The Halamagai Formation, where Gobicyon zhegalloi was discovered, preserves a diverse assemblage of amphicyonids, which also includes the large Amphicyon ulungurensis and several species of the genus Cynelos. Pollen data indicate that the environment was a rather arid prairie and dominated by grasses and Artemisia, with only scattered trees. This is furthermore supported by the presence of the earliest known grazing gomphothere, and the isotope analysis of the giraffid Discokeryx, which suggest it was an open-land grazer. Several smaller taxons known from the formation are also associated with arid and open habitats, most notably the ground squirrel Atlantoxerus and the ochotonid Alloptox. However, other mammals are more indicative of a humid environment, with patches of forests. These include Amphicyon and Cynelos, bats, browsing proboscideans, the beaver Steneofiber, the cervid Stephanocemas, the moschid Micromeryx and, most notably, the primate Pliopithecus. Especially the latter genus indicates the presence of at least local humid environments in an otherwise drier region, and a more diverse terrain than often assumed. Other genera found at the site include the mustelid Tungurictis, the small hyaenid Protictitherium, a nimravid, the browsing horse Anchitherium, the anthracothere Elomeryx and the lagomerycid Stephanocemas.

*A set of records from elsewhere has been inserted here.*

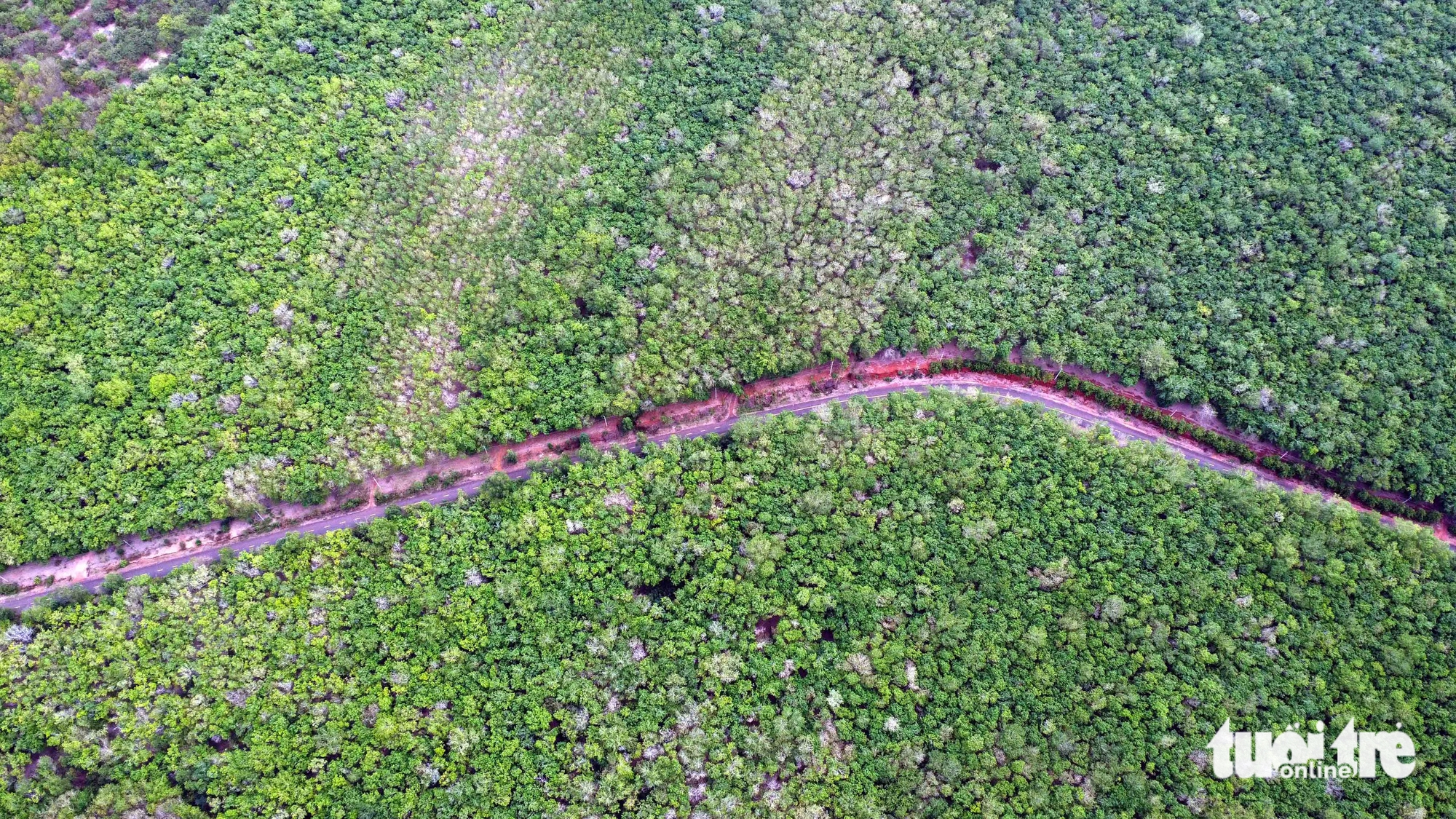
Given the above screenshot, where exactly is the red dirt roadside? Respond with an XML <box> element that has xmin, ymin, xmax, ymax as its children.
<box><xmin>0</xmin><ymin>348</ymin><xmax>1456</xmax><ymax>608</ymax></box>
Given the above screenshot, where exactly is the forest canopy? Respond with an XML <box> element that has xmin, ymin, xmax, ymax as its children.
<box><xmin>0</xmin><ymin>392</ymin><xmax>1456</xmax><ymax>819</ymax></box>
<box><xmin>0</xmin><ymin>0</ymin><xmax>1456</xmax><ymax>564</ymax></box>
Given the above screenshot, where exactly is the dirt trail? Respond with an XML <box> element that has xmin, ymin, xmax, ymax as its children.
<box><xmin>0</xmin><ymin>348</ymin><xmax>1456</xmax><ymax>608</ymax></box>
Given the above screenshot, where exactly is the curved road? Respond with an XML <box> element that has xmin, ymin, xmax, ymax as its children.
<box><xmin>0</xmin><ymin>376</ymin><xmax>1374</xmax><ymax>609</ymax></box>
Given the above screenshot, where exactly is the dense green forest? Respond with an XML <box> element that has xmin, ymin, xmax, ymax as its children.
<box><xmin>0</xmin><ymin>0</ymin><xmax>220</xmax><ymax>135</ymax></box>
<box><xmin>0</xmin><ymin>392</ymin><xmax>1456</xmax><ymax>819</ymax></box>
<box><xmin>0</xmin><ymin>0</ymin><xmax>1456</xmax><ymax>564</ymax></box>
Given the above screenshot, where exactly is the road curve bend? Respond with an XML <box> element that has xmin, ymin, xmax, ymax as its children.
<box><xmin>0</xmin><ymin>374</ymin><xmax>1444</xmax><ymax>609</ymax></box>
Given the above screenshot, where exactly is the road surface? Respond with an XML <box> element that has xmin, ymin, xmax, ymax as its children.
<box><xmin>0</xmin><ymin>376</ymin><xmax>1363</xmax><ymax>609</ymax></box>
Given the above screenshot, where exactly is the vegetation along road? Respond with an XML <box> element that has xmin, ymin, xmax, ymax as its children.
<box><xmin>3</xmin><ymin>367</ymin><xmax>1447</xmax><ymax>609</ymax></box>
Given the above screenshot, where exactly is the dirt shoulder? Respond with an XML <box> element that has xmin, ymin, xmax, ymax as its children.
<box><xmin>0</xmin><ymin>348</ymin><xmax>1456</xmax><ymax>608</ymax></box>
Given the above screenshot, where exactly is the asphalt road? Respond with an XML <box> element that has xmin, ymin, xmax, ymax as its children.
<box><xmin>0</xmin><ymin>379</ymin><xmax>1296</xmax><ymax>609</ymax></box>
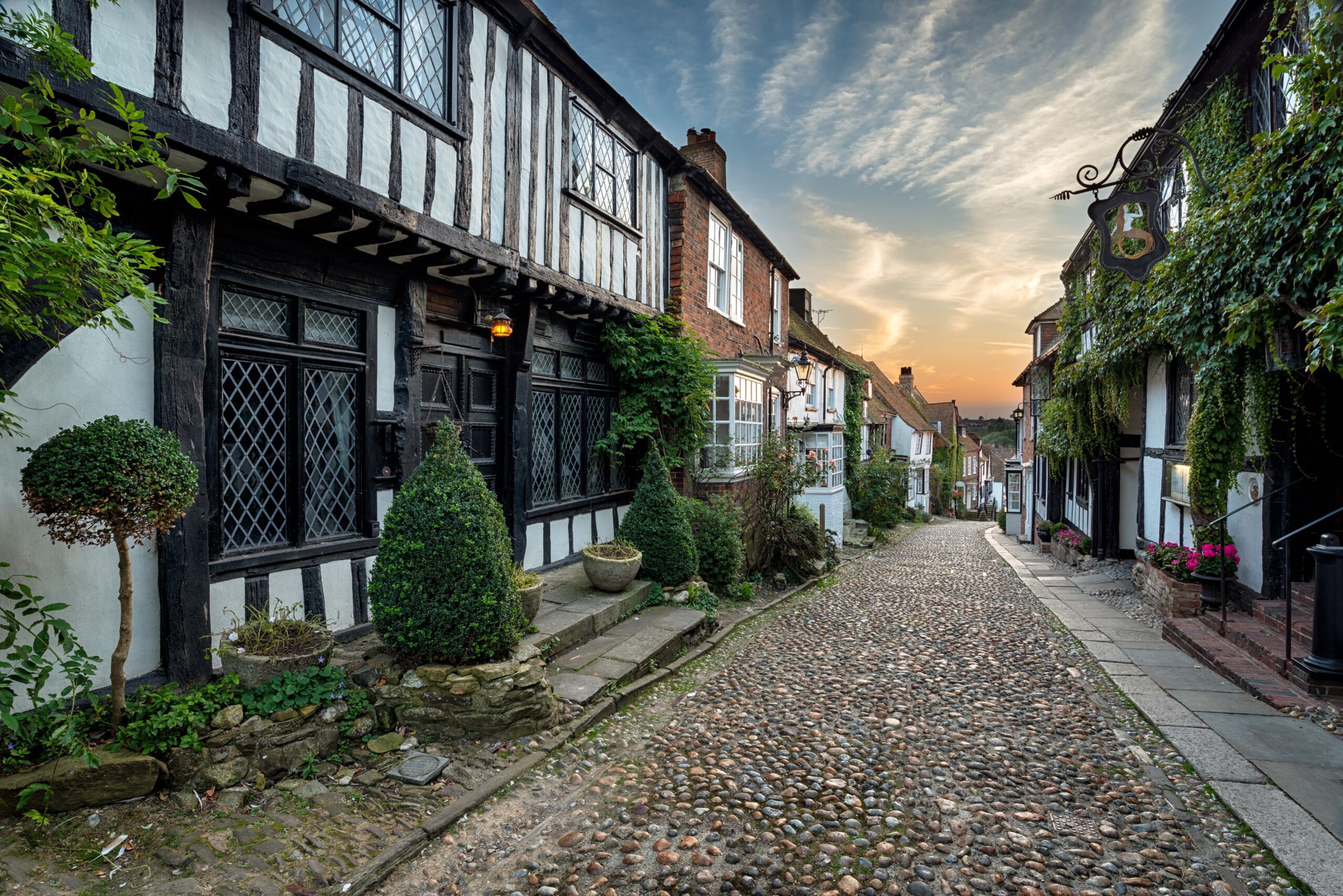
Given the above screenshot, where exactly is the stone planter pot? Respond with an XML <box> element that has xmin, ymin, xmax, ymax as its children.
<box><xmin>219</xmin><ymin>637</ymin><xmax>336</xmax><ymax>688</ymax></box>
<box><xmin>1190</xmin><ymin>572</ymin><xmax>1235</xmax><ymax>607</ymax></box>
<box><xmin>583</xmin><ymin>547</ymin><xmax>643</xmax><ymax>592</ymax></box>
<box><xmin>517</xmin><ymin>582</ymin><xmax>545</xmax><ymax>622</ymax></box>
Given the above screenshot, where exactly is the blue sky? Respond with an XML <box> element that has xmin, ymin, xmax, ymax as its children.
<box><xmin>539</xmin><ymin>0</ymin><xmax>1230</xmax><ymax>417</ymax></box>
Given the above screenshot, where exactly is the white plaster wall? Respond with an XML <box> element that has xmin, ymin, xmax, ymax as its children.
<box><xmin>209</xmin><ymin>578</ymin><xmax>247</xmax><ymax>669</ymax></box>
<box><xmin>257</xmin><ymin>38</ymin><xmax>302</xmax><ymax>156</ymax></box>
<box><xmin>182</xmin><ymin>0</ymin><xmax>233</xmax><ymax>129</ymax></box>
<box><xmin>1143</xmin><ymin>355</ymin><xmax>1166</xmax><ymax>447</ymax></box>
<box><xmin>0</xmin><ymin>300</ymin><xmax>160</xmax><ymax>709</ymax></box>
<box><xmin>430</xmin><ymin>140</ymin><xmax>456</xmax><ymax>225</ymax></box>
<box><xmin>1226</xmin><ymin>473</ymin><xmax>1277</xmax><ymax>596</ymax></box>
<box><xmin>401</xmin><ymin>118</ymin><xmax>429</xmax><ymax>212</ymax></box>
<box><xmin>360</xmin><ymin>97</ymin><xmax>392</xmax><ymax>196</ymax></box>
<box><xmin>466</xmin><ymin>7</ymin><xmax>490</xmax><ymax>237</ymax></box>
<box><xmin>549</xmin><ymin>517</ymin><xmax>569</xmax><ymax>563</ymax></box>
<box><xmin>490</xmin><ymin>26</ymin><xmax>510</xmax><ymax>244</ymax></box>
<box><xmin>374</xmin><ymin>305</ymin><xmax>396</xmax><ymax>411</ymax></box>
<box><xmin>270</xmin><ymin>570</ymin><xmax>304</xmax><ymax>618</ymax></box>
<box><xmin>313</xmin><ymin>69</ymin><xmax>349</xmax><ymax>177</ymax></box>
<box><xmin>90</xmin><ymin>0</ymin><xmax>155</xmax><ymax>97</ymax></box>
<box><xmin>319</xmin><ymin>560</ymin><xmax>355</xmax><ymax>632</ymax></box>
<box><xmin>523</xmin><ymin>522</ymin><xmax>545</xmax><ymax>570</ymax></box>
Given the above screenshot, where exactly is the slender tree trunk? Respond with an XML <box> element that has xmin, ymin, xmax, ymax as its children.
<box><xmin>111</xmin><ymin>534</ymin><xmax>132</xmax><ymax>727</ymax></box>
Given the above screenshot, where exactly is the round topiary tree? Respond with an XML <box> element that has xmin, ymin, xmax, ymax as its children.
<box><xmin>621</xmin><ymin>446</ymin><xmax>697</xmax><ymax>585</ymax></box>
<box><xmin>368</xmin><ymin>421</ymin><xmax>527</xmax><ymax>665</ymax></box>
<box><xmin>20</xmin><ymin>417</ymin><xmax>199</xmax><ymax>726</ymax></box>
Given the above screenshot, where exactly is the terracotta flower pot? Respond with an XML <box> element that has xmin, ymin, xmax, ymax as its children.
<box><xmin>219</xmin><ymin>638</ymin><xmax>336</xmax><ymax>689</ymax></box>
<box><xmin>583</xmin><ymin>546</ymin><xmax>643</xmax><ymax>592</ymax></box>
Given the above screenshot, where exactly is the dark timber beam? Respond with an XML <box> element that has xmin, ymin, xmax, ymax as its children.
<box><xmin>154</xmin><ymin>208</ymin><xmax>215</xmax><ymax>684</ymax></box>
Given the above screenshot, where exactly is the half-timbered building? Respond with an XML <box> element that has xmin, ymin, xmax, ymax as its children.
<box><xmin>0</xmin><ymin>0</ymin><xmax>685</xmax><ymax>680</ymax></box>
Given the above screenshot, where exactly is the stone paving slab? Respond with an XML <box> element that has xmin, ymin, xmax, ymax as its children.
<box><xmin>1210</xmin><ymin>781</ymin><xmax>1343</xmax><ymax>896</ymax></box>
<box><xmin>986</xmin><ymin>530</ymin><xmax>1343</xmax><ymax>896</ymax></box>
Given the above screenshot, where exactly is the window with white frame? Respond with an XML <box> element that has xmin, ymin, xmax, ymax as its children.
<box><xmin>701</xmin><ymin>374</ymin><xmax>764</xmax><ymax>473</ymax></box>
<box><xmin>1007</xmin><ymin>473</ymin><xmax>1021</xmax><ymax>513</ymax></box>
<box><xmin>770</xmin><ymin>273</ymin><xmax>783</xmax><ymax>344</ymax></box>
<box><xmin>798</xmin><ymin>433</ymin><xmax>844</xmax><ymax>489</ymax></box>
<box><xmin>708</xmin><ymin>215</ymin><xmax>728</xmax><ymax>314</ymax></box>
<box><xmin>728</xmin><ymin>234</ymin><xmax>747</xmax><ymax>324</ymax></box>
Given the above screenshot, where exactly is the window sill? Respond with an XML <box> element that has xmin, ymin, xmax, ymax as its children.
<box><xmin>247</xmin><ymin>0</ymin><xmax>467</xmax><ymax>142</ymax></box>
<box><xmin>563</xmin><ymin>187</ymin><xmax>643</xmax><ymax>243</ymax></box>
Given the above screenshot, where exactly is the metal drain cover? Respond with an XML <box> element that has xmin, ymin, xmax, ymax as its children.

The slightly younger Moergen fauna of the Tunggur Formation also shows a mix of small animals adapted to an arid habitat, such as Atlantoxerus, the hedgehog Mioechinus, various ochotonids, cricetids and jerboas, and large, browsing mammals which suggest a more forested habitat. The presence of the beaver Anchitheriomys, cyprinid fish and bivalves furthermore showcases the presence of notable amounts of water, while marls suggest that small, alkaline ponds were present during periods of drought. All this indicated that the Tunggur Formation was deposited in a mixed environment of forests and open grasslands, with shallow rivers meandering through the landscape. Other large predators of this locality include the sabertoothed-cat Metailurus and the barbourofelid Albanosmilus, the possibly hyaenid Percrocuta and the wolf-sized Amphicyon tairumensis. The herbivore assemblage includes a large variety of deer, the suids Listriodon and Kubanochoerus, the proboscidean Platybelodon, the bovid Turoceros, the equid Anchitherium, two species of rhinoceros and Chalicotherium.